Measuring chaos in the Lorenz and Rössler models: Fidelity tests for reservoir computing

Abstract

This study is focused on the qualitative and quantitative characterization of chaotic systems with the use of symbolic description. We consider two famous systems: Lorenz and Rössler models with their iconic attractors, and demonstrate that with adequately chosen symbolic partition three measures of complexity, such as the Shannon source entropy, the Lempel-Ziv complexity and the Markov transition matrix, work remarkably well for characterizing the degree of chaoticity, and precise detecting stability windows in the parameter space. The second message of this study is to showcase the utility of symbolic dynamics with the introduction of a fidelity test for reservoir computing for simulating the properties of the chaos in both models' replicas. The results of these measures are validated by the comparison approach based on one-dimensional return maps and the complexity measures.

Figures (12)

• Figure 1: (A) The Lorenz attractor at the classic value $r=29$. The superimposed red dots defined by the $x$-variable critical events are well-aligned on some straight-line intervals transverse to the wings of the Lorenz butterfly in the phase space. (B) The $x$-variable plotted against time.
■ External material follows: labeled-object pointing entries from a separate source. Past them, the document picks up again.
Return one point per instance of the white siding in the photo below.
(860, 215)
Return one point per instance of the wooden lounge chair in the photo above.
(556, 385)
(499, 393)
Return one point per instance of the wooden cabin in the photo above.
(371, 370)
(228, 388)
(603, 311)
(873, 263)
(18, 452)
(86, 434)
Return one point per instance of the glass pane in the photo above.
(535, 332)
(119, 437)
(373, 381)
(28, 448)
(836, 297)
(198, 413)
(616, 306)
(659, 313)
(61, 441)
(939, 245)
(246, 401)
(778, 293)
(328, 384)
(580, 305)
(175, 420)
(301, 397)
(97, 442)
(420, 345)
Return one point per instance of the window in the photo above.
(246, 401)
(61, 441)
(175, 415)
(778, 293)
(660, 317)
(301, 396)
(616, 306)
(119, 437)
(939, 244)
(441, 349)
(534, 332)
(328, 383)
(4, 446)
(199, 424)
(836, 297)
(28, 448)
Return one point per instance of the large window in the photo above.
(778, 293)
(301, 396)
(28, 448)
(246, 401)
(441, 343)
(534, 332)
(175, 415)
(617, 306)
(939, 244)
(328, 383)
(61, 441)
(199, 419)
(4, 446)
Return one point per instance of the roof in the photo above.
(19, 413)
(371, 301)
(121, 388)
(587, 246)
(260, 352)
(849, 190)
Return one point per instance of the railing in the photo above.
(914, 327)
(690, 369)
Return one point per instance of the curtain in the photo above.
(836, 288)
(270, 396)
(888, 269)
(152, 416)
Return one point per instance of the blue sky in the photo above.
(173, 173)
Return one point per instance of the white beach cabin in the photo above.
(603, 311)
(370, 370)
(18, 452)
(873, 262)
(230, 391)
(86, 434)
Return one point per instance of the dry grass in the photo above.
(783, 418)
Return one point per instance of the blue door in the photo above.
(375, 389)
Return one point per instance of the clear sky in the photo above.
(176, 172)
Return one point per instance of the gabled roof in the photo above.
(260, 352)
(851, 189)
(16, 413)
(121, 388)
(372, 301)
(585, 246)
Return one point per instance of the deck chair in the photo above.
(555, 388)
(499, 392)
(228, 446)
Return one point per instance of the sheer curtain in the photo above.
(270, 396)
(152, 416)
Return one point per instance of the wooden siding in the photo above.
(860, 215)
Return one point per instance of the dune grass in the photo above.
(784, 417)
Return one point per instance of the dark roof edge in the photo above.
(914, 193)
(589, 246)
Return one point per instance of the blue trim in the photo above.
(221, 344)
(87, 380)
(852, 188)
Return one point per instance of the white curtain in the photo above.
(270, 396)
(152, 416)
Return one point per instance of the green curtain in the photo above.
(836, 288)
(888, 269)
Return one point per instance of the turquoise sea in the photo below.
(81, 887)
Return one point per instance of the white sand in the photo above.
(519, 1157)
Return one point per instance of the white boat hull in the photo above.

Local maxima and minima marked with red dots are detected to convert the $x$-dynamics into binary sequences using the simple rule: $\{\dot x =0\ |\, x>0\} \to "0"$ and $\{\dot x=0\ |\, x<0\} \to "1"$ in this case.
• Figure 2: (A) Chaotic transient converging to a stable attractor (green), encoded as [$\overline{00001111}$], in the 3D phase space of the Lorenz model near a stability window at $r\simeq$69.67. (B) The $x$-variable time traces passes through a periodic pattern with the Markov transition probabilities $p_{00}=3/4$ and $p_{01}=1/4$.
• Figure 3: (A) Convergence to the stable periodic orbit (green), encoded as [$\overline{000111}$], after a long chaotic transient in the 3D phase space of the Lorenz model at $r=92.5$. Superimposed red dots defined as critical events $\{x'=0|\, x>0$ and $x<0\}$ fill out two hooks on the bending wings of the butterfly in the phase space. (B) The $x$-variable plotted against time reveals the attracting periodic pattern with the Markov transition probabilities $p_{11}=2/3$ and $p_{10}=1/3$.
• Figure 4: (A) Long chaotic transient (grey) towards a stable periodic orbit (green) in the 3D phase space of the Rössler model at $a=0.341$ and $c=4.8$. Black dots indicate the location of $z'=0$ events to generate binary sequences $\{...00011.,.\}$ depending on where the critical events occur below or above some $z$-threshold. (B) Spiking $z$-variable plotted against time becomes regularized to produce a periodic pattern of low complexity.
• Figure 5: Conditional entropy versus the words length for the Lorenz model. (A) Conditional entropy for chaotic sequences with $N=16988$ for $r=30$, and $N=28475$ for $r=75$. (B) Conditional entropy for periodic sequences with length $N=25672$ for $r=59.25$, and $N=32058$ for $r=92.5$. Open circles refers to the conditional entropy $h_m$ estimated from a sequence generated by the genuine Lorenz model. Filled black circles shows $h_m$ estimated from sequences generated by the trained reservoir computer whith the same lengths of binary sequences.